- Idera Pharmaceuticals announced on Monday a use for an autoimmune drug it shelved last year: selling off the treatment's rights to newly established Vivelix Pharmaceuticals.
- Vivelix is shelling out $15 million upfront for IMO-9200, a drug that works to inhibit expression of a few members of a protein class called toll-like receptors (TLRs). The deal also lines up as much as $140 million in milestone payments, along with net sales royalties in the mid-single-digit to low double-digit range.
- While the function of a TLR is to recognize foreign pathogens and alert the body's immune system, the proteins can lead to prolonged tissue inflammation if activated too frequently. This can promote the progression of autoimmune diseases like rheumatoid arthritis and multiple sclerosis.
Idera discontinued development for IMO-9200 in 2015, saying the drug wasn't a strategic fit for the company due to the "large autoimmune disease indications" it targeted, according to the company's most recent quarterly filing with the Securities and Exchange Commission.
Though it's not particularly uncommon for a drugmaker to license out a candidate it's no longer investigating, the agreement with Vivelix will bring a significant boost to clinical-stage Idera's cash position. The company reported just $22 million in cash and cash equivalents as of Sept. 30.
The agreement could also quell some investor concerns that sprouted up in early October, when Idera reported the pricing of a secondary public offering.
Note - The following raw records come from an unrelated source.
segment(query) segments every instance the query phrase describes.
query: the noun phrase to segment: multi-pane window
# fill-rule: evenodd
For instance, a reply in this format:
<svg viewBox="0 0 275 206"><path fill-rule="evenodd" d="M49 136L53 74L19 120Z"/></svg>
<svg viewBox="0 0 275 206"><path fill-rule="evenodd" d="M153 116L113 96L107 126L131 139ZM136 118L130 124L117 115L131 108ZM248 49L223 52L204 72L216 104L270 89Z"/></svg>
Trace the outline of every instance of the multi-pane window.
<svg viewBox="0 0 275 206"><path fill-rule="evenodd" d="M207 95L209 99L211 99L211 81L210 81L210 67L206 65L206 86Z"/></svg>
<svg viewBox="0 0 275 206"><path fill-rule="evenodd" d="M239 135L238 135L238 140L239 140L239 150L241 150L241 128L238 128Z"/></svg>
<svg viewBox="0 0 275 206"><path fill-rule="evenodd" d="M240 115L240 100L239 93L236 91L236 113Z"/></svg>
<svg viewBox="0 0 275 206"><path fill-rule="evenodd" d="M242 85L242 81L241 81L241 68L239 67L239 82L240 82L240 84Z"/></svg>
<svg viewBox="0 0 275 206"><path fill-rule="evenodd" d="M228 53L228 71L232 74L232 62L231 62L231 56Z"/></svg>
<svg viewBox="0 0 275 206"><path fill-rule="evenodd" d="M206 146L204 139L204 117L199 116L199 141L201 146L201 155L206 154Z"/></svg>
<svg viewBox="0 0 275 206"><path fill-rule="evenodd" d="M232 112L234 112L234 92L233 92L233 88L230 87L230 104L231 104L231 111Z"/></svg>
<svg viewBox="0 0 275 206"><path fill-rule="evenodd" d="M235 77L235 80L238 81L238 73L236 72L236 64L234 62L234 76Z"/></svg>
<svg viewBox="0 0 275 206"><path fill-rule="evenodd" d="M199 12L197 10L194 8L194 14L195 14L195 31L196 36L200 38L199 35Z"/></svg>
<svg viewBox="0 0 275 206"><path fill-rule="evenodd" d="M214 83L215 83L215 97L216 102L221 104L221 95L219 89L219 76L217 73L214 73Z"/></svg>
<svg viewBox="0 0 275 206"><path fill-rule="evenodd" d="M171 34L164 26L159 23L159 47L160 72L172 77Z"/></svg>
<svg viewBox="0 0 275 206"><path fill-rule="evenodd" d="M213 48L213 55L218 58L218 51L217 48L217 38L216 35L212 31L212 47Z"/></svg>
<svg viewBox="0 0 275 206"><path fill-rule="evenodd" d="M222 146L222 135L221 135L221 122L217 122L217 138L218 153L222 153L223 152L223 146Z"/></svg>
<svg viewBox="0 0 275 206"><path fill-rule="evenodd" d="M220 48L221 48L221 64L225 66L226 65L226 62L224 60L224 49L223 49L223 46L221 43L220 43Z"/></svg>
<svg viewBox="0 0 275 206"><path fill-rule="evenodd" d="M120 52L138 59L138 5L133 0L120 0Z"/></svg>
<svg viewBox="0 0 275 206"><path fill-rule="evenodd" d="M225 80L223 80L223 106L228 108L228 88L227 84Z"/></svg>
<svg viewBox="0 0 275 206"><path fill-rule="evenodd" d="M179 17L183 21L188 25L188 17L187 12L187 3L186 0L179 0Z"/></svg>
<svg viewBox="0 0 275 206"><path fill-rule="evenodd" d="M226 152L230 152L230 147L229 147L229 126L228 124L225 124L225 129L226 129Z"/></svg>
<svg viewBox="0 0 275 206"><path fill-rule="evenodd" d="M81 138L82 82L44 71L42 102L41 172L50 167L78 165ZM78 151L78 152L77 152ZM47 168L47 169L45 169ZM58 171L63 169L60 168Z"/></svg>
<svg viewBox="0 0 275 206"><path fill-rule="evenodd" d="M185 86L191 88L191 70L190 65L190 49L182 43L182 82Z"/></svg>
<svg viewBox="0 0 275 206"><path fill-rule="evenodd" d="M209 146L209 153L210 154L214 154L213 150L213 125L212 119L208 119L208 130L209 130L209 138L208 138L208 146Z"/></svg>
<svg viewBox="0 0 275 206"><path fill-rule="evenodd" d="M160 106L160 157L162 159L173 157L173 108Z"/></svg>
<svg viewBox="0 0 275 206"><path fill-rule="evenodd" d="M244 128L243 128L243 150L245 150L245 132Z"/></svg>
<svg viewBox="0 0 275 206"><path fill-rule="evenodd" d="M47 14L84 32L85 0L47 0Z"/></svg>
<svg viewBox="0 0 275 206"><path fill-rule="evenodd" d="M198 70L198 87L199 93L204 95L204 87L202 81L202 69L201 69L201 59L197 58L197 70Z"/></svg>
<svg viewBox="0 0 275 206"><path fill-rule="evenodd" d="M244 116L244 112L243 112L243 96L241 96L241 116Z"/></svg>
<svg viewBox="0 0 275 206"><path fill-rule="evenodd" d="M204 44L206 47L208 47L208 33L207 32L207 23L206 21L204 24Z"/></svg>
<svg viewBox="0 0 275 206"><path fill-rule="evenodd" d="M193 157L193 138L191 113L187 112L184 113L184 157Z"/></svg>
The company offered an additional 25 million shares of common stock valued at $2 per share to raise money for further development of its oncology and autoimmune drug candidates.
Following that announcement, Idera stock fell more than 16%. Shares were up about 2% to $1.87 in Monday morning trading.
Meanwhile, this is the first noteworthy deal for Vivelix, which a handful of former Salix Pharmaceuticals employees founded earlier this year. The privately-held company is working to develop a portfolio of treatments for gastrointestinal and liver diseases.
“The team at Vivelix has a tremendous track record in successful development and marketing of products in the gastrointestinal disease category,” Idera CEO Vincent Milano said in a Nov. 28 statement.
Should IMO-9200 not work out, Vivelix has a failsafe agreement in place that leaves Idera on the hook to create back-up compounds. While the companies did not give further details on that provision, Vivelix will offer up to $52.5 million for the creation and sale of the compounds, as well as royalty payments.